Impressively, within the overall “random failure” framework, different types of adverse events still exhibited distinct temporal tendencies (Figure 9). For example, rash and visual disorders tended to occur early in treatment, consistent with immune-mediated rapid responses or early adaptation mechanisms of the nervous system, and aligning with conclusions from several studies that observing rash predominantly in the initial treatment phase [46,47]. Conversely, adverse events such as psychiatric symptoms in the pediatric population occurred later and exhibited considerable interindividual variability. Indeed, Li et al. reported that although the TTO for OXC-induced psychiatric adverse events was less than 100 days, its TTO distribution was still relatively late compared to other ASMs [48].
Among these psychiatric adverse events, suicidal ideation and self-injurious behavior warrant particular attention due to their severe clinical implications. In our cohort, three patients (0.4%) exhibited such behaviors, with timing ranging from during active treatment to the dose reduction phase. This finding underscores the need for sustained vigilance and proactive monitoring of emotional/behavioral changes throughout OXC therapy, alongside clear risk communication and established intervention protocols to ensure safety.

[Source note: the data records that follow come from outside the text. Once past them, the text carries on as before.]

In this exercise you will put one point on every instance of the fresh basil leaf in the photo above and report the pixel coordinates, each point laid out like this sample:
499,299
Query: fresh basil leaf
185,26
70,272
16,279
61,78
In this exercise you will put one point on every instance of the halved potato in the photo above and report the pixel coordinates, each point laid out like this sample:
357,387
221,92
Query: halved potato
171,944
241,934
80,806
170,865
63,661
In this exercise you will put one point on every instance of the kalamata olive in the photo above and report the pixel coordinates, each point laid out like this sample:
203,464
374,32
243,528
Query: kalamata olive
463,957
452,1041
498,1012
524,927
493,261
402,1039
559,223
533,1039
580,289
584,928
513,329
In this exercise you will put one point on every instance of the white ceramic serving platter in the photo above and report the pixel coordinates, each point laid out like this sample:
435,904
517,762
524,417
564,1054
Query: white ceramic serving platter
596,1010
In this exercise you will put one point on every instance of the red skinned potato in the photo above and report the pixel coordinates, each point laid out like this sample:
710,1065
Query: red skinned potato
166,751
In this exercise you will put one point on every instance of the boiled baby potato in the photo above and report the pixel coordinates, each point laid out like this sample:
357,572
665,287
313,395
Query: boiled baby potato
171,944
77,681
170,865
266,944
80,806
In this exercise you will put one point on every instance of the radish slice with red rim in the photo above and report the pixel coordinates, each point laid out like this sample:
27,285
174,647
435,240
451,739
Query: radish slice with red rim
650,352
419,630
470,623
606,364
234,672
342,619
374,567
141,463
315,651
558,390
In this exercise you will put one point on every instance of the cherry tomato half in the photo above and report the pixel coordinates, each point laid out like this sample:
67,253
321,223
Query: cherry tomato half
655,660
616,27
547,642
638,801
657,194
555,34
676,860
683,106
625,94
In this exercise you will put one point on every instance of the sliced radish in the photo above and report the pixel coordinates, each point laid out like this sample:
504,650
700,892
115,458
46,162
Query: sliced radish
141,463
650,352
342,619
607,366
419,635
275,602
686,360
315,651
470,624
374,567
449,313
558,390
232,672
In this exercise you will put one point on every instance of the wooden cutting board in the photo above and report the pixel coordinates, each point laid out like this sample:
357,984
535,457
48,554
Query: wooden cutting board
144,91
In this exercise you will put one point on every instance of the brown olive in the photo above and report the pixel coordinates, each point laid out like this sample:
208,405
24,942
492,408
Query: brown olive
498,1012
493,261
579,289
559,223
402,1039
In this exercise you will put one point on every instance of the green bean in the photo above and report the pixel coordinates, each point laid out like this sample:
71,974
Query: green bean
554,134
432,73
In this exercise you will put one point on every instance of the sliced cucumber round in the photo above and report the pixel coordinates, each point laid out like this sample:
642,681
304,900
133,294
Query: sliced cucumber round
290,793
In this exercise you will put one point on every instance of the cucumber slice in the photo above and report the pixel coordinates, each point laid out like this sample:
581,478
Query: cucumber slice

One more question warranted further discussion. Although a shape parameter (β) close to 1 required careful interpretation, it more likely reflected the complexity of real-world clinical practice rather than negating the association. During long-term treatment, time-varying confounders—such as comorbidities, concomitant medications, or changes in patient physiological status—might mask the potential time-dependent signal of the drug itself, causing the overall distribution pattern to approximate random failure. Therefore, the “random failure” model precisely highlighted the challenges in identifying the temporal distribution patterns of drug adverse events in a real-world setting.
3.5. Study Limitations
However, this study had several limitations. First, as a single-center retrospective study, it inherently carried potential limitations such as selection and indication bias (particularly in TDM sampling), unmeasured confounding factors, and heterogeneity in clinical records. Moreover, the generalizability of the conclusions needs to be further validated in multicenter prospective studies. Second, although 824 children with epilepsy were included, the number of patients at each time point varied dynamically due to differences in treatment cycles and the fact that the data were derived from real-world clinical records rather than prospective seizure diaries. Therefore, we focused on analyzing the efficacy data of OXC monotherapy or add-on therapy at the 12-month mark and further conducted a stratified analysis based on epilepsy types. Third, the reliance on electronic medical records rather than standardized assessment instruments introduced specific limitations: the potential for underreporting of adverse events or delays in their documentation, and the absence of standardized metrics for seizure severity or quality of life, which constrained the granularity of outcome measures. Fourth, although genetic mutation status was reported for a subset of patients, the lack of systematic pharmacogenomic integration precluded an analysis of how specific genetic variants may modify drug exposure-response relationships. Fifth, as the findings were derived from an Asian population, their generalizability to non-Asian populations may be limited and requires further validation in multicenter, prospective studies.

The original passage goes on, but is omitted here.